I have been keeping up with this 543-day writing challenge, journey, or whatever you want to call it for 185 days! Today, let’s call it a trek.
Although I do this in the memory of my late husband, I am writing for my boys to read one day. They do already, but them having a book of their mom’s zany ideas and some fun memoires we all share would be a cool thing, a treasure.
For example, they may say, “Oh yea, I remember when Sammy did that!”
It brings me back to when Sammy was around kindergarten-age. I would go into his room hours after dinner, hours, and I would say, “What are you eating?”
“Chicken,” he would answer as he tucked a large wad of chicken cud into his cheek with his tongue.
“You had more dinner?”
“No, it’s from dinner.”
“You’re still chewing it? Spit it out!” I was amazed the first time it happened, but then became used to it. He eventually swallowed it, which is better than Max could manage to do with pool water.
My brother was at my Shamrock house while the boys were swimming.
“Max is throwing up!” he said.
I looked at Max who was hanging his head over the pool tossing his cookies.
“He’s fine. He does this every time he swims.” He really did, and we got used to it. Eventually he stopped and learned how to limit the water he takes in while swimming.
My boys are all a little weird and there are so many memories like these. Their personalities are incredibly entertaining and complex as is their candor and confidence, like shortly after Roger died when we were invited to visit with the governor of NC, Bev Perdue.
We were at a ceremony in Raleigh, and we were invited to meet with her in a separate room. The boys were clean and wearing “buttons and a belt” which I used to say to them when they had to be presentable in public.
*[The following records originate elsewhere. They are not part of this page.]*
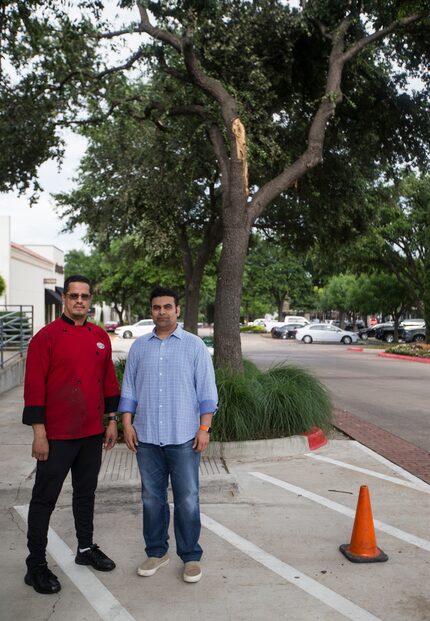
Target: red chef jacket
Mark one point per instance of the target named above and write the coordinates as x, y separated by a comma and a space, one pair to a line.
69, 380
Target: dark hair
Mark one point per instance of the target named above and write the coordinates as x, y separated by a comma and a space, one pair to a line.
77, 278
158, 292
Their hair was combed and their manners were on.
Baylee thought Governor Perdue should be on the same manner page as we were, so he said to her, “Can I have some gum?” I imagine her breathe smelled minty fresh.
“Of course, if it’s OK with your mom,” she said, looking at me. I felt my face turn red.
I numbly said he could, so she motioned to a very burly man in a black suit who was holding her purse for her. He handed it over, and she took out some gum and gave Baylee a piece. He offered her his thanks and never skipped a beat. He was three.
When Tye was a little older than that, four, he had to go to daycare for about a year for four days a week. Once in awhile he had to go on a Saturday at a different place, and he hated it. For months and months, he would pretend to fall asleep in our little Mazda RX7 on the way to the place called S.P.E.C., and it was half funny half heartbreaking. OK, it was mostly heartbreaking.
“I want to go to the place where Miss Mary is,” he would always say.
Stories like these warm my heart, taking me back to the time when they were little and so innocent. Yes, having babies and toddlers is quite difficult, but when they grow and their wings begin to sprout is when it becomes so much harsher on the heart. That’s why I share these cool memories. It keeps them alive.